Compared: female and male body fat percentage

There is no universally agreed ideal body fat percentage due to factors such as height, gender and genetics all playing a part.

The below table of body fat percentages by the American Council on Exercise (ACE) is a frequently used reference point.

Female body fat percentage chart

Age Athlete Ideal Average Above average Overweight
16-35 12-20% 21-26% 27-32% 33-35% above 35%
36-55 14-24% 25-30% 31-37% 38-40% above 40%
56+ 16-26% 27-33% 34-38% 39-41% above 41%

Male body fat percentage chart

Age Athlete Ideal Average Above average Overweight
16-35 3-12% 13-18% 19-25% 26-28% above 28%
36-55 7-18% 19-25% 26-30% 31-33% above 33%
56+ 10-20% 21-26% 27-32% 33-35% above 35%

According to the World Health Organization (WHO), the healthy body fat range for men aged 20 to 40 is anything between 8% and 19% body fat. The normal range for men over the age of 40 is between 11% and 25%. To be considered obese, a person would have a body fat percentage of more than 30%.

Women generally need a higher body fat percentage than men because it’s necessary for childbearing and oestrogen production. The WHO defines a healthy body fat range for women aged 20 to 40 as being between 21% and 33%, while women over 40 need 23% to 36% body fat. Women with more than 40% body fat are considered obese.

The essential body fat required for maintaining minimum health levels is 5% for men and 8% for women.

Athletes typically have lower body fat levels than the non-athletic population because excess fat may affect their performance.

How to achieve a healthy body fat

Your body is made up of two types of mass: body fat and fat-free mass. ‘Essential fat’ is necessary to stay healthy – it helps protect our internal organs, stores fuel for energy and regulates important body hormones. However, the problem comes when we have an excessive storage of non-essential body fat.

Body fat percentage is a body composition measurement. Bear in mind that not all fat is visible, so you could have more of it than you think. Visceral fat is stored within the abdominal area and surrounds important organs, including the liver, stomach, and intestines.
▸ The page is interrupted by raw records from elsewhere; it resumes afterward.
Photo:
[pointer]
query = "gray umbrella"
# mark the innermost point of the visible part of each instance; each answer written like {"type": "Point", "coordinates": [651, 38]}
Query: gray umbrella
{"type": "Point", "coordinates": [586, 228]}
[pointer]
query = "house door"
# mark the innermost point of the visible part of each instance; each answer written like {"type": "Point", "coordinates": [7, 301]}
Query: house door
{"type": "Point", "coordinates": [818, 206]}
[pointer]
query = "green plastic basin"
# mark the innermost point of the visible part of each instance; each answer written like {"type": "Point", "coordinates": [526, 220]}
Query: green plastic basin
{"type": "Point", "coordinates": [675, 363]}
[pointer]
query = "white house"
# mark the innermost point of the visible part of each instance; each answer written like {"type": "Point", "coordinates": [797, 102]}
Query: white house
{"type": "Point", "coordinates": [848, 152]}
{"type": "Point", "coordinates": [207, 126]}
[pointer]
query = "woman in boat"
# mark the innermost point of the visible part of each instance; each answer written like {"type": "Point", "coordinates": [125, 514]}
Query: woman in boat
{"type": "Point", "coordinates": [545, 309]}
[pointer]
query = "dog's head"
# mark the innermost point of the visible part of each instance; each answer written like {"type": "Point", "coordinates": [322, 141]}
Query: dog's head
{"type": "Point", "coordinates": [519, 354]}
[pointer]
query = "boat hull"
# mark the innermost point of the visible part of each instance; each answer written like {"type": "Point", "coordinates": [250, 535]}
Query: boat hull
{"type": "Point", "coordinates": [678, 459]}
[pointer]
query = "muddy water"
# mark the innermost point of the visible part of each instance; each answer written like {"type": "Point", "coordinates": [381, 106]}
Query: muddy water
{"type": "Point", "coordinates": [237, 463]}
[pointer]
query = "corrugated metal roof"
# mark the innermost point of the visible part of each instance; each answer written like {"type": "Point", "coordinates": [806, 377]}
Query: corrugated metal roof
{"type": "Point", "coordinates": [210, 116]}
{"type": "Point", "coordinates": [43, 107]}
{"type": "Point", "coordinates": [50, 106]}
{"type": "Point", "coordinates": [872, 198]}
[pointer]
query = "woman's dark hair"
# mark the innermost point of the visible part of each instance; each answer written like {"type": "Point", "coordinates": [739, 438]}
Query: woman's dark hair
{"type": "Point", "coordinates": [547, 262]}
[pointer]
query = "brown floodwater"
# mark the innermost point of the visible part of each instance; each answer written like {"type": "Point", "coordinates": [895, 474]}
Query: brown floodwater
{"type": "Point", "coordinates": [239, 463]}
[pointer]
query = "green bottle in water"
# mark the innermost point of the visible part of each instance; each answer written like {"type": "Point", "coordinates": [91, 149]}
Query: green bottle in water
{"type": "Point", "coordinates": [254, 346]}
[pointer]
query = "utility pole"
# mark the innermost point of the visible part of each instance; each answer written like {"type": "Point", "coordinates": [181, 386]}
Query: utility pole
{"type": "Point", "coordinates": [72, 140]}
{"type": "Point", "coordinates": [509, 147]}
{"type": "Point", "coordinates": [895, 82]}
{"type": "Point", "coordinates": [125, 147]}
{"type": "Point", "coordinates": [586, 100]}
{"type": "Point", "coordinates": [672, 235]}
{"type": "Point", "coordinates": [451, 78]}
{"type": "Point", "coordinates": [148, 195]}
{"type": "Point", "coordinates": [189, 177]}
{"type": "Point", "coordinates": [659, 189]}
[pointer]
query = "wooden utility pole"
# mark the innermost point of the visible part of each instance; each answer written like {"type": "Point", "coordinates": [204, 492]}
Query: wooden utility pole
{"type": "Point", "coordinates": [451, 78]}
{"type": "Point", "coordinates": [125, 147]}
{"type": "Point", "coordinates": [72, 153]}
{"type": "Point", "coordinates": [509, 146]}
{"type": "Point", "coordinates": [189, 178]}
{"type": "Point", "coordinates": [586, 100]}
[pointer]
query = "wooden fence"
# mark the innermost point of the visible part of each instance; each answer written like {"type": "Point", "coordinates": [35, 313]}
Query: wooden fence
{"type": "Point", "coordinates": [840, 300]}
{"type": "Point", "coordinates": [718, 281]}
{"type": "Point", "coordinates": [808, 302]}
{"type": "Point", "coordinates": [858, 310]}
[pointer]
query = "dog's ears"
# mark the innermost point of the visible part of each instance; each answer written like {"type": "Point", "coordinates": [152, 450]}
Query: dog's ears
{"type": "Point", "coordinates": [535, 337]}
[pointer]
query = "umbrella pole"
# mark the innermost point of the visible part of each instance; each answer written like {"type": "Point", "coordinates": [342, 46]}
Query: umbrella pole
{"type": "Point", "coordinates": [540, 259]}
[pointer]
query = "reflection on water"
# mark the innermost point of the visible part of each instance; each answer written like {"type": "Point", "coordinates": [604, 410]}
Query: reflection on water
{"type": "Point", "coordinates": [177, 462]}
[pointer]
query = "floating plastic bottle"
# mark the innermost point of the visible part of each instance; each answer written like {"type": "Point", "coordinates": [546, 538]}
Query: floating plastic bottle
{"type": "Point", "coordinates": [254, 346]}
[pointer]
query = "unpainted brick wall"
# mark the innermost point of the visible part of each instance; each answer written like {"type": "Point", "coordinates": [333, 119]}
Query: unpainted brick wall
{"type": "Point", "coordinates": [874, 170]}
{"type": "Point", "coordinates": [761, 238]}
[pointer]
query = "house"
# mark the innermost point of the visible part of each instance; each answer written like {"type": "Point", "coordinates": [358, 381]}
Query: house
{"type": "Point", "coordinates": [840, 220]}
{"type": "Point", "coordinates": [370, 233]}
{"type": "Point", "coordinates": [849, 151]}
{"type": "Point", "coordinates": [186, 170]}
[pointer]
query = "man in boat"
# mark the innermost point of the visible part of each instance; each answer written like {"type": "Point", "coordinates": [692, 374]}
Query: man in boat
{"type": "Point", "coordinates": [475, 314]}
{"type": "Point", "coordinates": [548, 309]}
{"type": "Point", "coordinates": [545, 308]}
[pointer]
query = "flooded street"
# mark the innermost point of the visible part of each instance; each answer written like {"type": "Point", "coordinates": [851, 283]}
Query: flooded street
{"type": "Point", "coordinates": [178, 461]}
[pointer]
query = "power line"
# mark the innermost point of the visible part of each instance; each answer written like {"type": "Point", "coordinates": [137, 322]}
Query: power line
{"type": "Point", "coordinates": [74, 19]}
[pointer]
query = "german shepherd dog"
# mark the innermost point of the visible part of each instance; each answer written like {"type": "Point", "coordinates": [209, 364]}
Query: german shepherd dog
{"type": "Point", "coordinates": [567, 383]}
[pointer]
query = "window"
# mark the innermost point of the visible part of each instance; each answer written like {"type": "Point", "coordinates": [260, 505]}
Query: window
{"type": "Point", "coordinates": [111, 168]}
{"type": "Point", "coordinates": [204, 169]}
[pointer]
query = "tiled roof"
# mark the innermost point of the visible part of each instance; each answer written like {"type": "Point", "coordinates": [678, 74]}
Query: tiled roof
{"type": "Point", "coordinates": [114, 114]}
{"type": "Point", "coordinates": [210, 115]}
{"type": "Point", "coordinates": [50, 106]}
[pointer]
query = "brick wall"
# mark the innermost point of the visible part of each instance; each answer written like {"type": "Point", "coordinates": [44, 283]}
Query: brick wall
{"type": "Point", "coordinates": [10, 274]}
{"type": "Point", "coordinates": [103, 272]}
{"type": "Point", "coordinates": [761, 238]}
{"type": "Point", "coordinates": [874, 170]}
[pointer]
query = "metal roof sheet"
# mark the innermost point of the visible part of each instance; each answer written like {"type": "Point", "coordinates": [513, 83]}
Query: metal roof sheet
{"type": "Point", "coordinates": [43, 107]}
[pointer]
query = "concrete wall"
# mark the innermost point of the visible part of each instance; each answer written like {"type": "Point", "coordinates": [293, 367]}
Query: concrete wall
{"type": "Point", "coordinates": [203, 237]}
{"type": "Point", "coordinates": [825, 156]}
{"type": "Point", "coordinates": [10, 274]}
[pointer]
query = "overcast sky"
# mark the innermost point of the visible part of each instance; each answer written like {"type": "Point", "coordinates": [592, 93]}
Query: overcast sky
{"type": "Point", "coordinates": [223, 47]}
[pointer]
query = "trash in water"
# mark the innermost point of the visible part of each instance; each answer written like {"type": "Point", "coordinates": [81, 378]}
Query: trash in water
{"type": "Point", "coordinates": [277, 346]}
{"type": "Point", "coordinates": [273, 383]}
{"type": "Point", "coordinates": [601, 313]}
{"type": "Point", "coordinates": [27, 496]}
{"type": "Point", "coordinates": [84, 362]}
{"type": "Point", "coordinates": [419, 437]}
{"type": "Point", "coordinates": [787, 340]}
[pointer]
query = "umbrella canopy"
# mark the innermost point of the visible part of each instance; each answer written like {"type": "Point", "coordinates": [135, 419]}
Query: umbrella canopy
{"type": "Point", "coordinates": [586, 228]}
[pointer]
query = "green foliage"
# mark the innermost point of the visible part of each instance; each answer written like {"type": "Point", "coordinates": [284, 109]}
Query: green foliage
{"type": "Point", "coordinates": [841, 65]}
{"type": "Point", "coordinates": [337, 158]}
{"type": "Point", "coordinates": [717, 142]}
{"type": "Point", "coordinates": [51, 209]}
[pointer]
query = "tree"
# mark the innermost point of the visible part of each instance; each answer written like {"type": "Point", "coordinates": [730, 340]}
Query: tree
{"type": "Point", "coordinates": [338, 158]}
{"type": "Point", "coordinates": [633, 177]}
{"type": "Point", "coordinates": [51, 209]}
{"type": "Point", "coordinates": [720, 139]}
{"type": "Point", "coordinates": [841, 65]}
It can also build up in the arteries and increases the risk of serious health problems.

Having a high percentage of body fat can mean that you’re overweight and/or your fitness levels are too low.

Dangers of being overweight or obese

  • Type 2 diabetes.
  • Coronary heart disease.
  • Some types of cancer, such as breast cancer and bowel cancer.
  • Stroke.

The best way to lose weight is through a combination of diet and exercise. To lose weight at safe rate and have a greater chance of maintaining a lower weight, cut 500 to 1,000 calories from your diet each day as this should help you lose 1 to 2lb a week.

Dangers of being underweight

  • Nutritional deficiencies.
  • Weakened immune system.
  • Fertility problems.

Being underweight could mean you're not eating enough or that you may be ill. Adjusting your calorie intake will help you increase or decrease your body fat levels. To gain weight at a safe rate, increase your calorie intake by 250 to 500 per day.

Information on dangers of being overweight and underweight taken from NHS website.